Business leaders: West Virginia’s energy future faces challenges
August 30, 2024
With the demand for all forms of energy expected to increase, West Virginia’s energy future faces challenges.
The state’s energy future was discussed during Thursday morning’s West Virginia Chamber of Commerce business summit at The Greenbrier resort, in White Sulphur Springs. It was moderated by Jason Grumet, CEO of American Clean Power Association.
“Demand for electric power is soaring, and the way that we have not anticipated, new technologies are helping to meet that moment,” he said. “Last year, 78% of all of the new electricity data to our national grid came from clean technologies. So we see ourselves as part of this growing solution.”
Grumet said he believes the energy industry will need to hire 500,000 people in the next decade to provide the manufacturing, as well as the construction and the operation, of existing and new energy facilities.
“This offers huge opportunities based on the talented workforce here in West Virginia,” he said.
Grumet said the association represents all of the different wind and solar and storage technologies and transmission.
“Over two-thirds of all of the renewable power deployed last year was built by companies that also had fossil fuel power,” he said. “So there’s been this idea that there were two sides in the energy bank fighting with each other. It’s just not the reality in the real world.”
Nation, state facing grid challenges
“We are going to solve the grid challenge,” said Mateo Jaramillo, co-founder and CEO of Form Energy.
Jaramillo said Form Energy is doing its part by commercializing a new type of battery called
an iron air battery.
“So we are reversibly rusting iron as the electrochemical reaction. Of course, West Virginia knows a lot about iron, so there’s a lot of reasons why we’re here. And we are doing it on the site of the old Weirton steel mill in Weirton, West Virginia.”
The company’s been around for about seven and a half years, Jaramillo said.
“It’s the perfect representation for why we came to West Virginia in the first place, which was to go quickly and to be able to scale, and to do it in a way that really provided us with a launchpad to be able to get into the market,” he explained. “That’s about 500,000 square feet there. We’re making those batteries, which will then go out to different states around the
country. And all of those batteries will say — of course — made in West Virginia.”
BHE Renewables revitalizes Jackson site
Alicia Knapp, president and CEO with BHE Renewables, said the former home of Kaiser Aluminum in Ravenswood is now the site of Constellium Rolled Products and Precision Castparts.
“When that plant closed, it … had more than 1,000 people working there in Jackson County. And when it closed it … had a huge impact on that community and had sat closed for a long time,” she said.
She said revitalizing the site created a new energy opportunity for the state.

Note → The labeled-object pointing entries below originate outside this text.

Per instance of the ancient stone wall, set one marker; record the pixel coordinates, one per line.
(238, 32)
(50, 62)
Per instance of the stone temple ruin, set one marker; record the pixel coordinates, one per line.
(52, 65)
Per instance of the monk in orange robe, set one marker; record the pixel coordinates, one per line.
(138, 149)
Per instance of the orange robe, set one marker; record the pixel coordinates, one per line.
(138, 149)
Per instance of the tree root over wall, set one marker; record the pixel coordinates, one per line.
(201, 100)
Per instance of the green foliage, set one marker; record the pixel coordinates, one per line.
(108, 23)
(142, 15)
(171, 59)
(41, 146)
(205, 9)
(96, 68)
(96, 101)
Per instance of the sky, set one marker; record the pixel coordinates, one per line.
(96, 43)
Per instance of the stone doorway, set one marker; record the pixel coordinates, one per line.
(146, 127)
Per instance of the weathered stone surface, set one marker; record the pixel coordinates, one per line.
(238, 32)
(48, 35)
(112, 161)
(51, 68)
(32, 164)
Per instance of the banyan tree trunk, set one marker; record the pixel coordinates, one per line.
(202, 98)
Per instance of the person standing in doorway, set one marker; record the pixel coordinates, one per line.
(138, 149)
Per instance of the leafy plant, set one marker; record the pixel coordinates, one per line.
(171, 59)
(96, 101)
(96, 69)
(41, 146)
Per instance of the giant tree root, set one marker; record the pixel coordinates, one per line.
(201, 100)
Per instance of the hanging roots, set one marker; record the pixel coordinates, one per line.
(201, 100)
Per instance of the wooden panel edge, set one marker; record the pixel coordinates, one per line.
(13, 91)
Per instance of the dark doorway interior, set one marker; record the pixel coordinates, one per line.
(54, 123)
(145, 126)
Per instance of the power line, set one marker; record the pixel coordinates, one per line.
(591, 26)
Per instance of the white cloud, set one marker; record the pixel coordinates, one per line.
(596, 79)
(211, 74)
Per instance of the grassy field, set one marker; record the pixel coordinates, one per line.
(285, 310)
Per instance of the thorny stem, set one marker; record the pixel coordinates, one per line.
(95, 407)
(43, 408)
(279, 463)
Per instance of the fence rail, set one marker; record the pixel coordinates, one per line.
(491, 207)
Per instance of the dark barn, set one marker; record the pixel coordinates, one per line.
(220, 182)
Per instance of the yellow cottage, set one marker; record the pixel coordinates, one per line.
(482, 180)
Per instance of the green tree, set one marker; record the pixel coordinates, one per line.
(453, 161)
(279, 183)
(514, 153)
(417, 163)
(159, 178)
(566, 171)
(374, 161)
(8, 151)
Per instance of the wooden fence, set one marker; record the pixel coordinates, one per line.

“They are building a factory to create titanium parts for the aerospace industry,” she said. “They make titanium parts for airplanes. We are bringing a solar and battery-powered micro
grid to Jackson County to power that facility.”
She said clean energy is the catalyst that’s bringing 200 jobs to the community. “We have the opportunity then to build out the rest of that manufacturing site with additional companies that we’re continuing to work with,” she said. “We will continue to bring new energy into the energy community.”
Manchin touts ARCH2
Sen. Joe Manchin, I-W.Va., touted the Appalachian Regional Clean Hydrogen Hub (ARCH2).
“When you think about the ARCH2 hydrogen hub, we worked on that through the bipartisan infrastructure bill, we were able to basically show that we need something that has horsepower to run the country, and we can do it cleaner than ever before,” Manchin said.
“We’re just trying to make sure that we can bring into the marketplace as quickly as possible.”
He said ARCH2 would mean West Virginia and the Appalachian region will be the new epicenter of hydrogen energy production in the United States.
“As Chairman of the Senate Energy Committee, I wrote and fought for the Bipartisan Infrastructure Law to include $8 billion to establish hydrogen hubs to demonstrate the production and use of clean hydrogen,” he said. “Now, our region will be on the leading edge of building out the new hydrogen market while bringing good-paying jobs and new economic opportunity in West Virginia and the Appalachian region.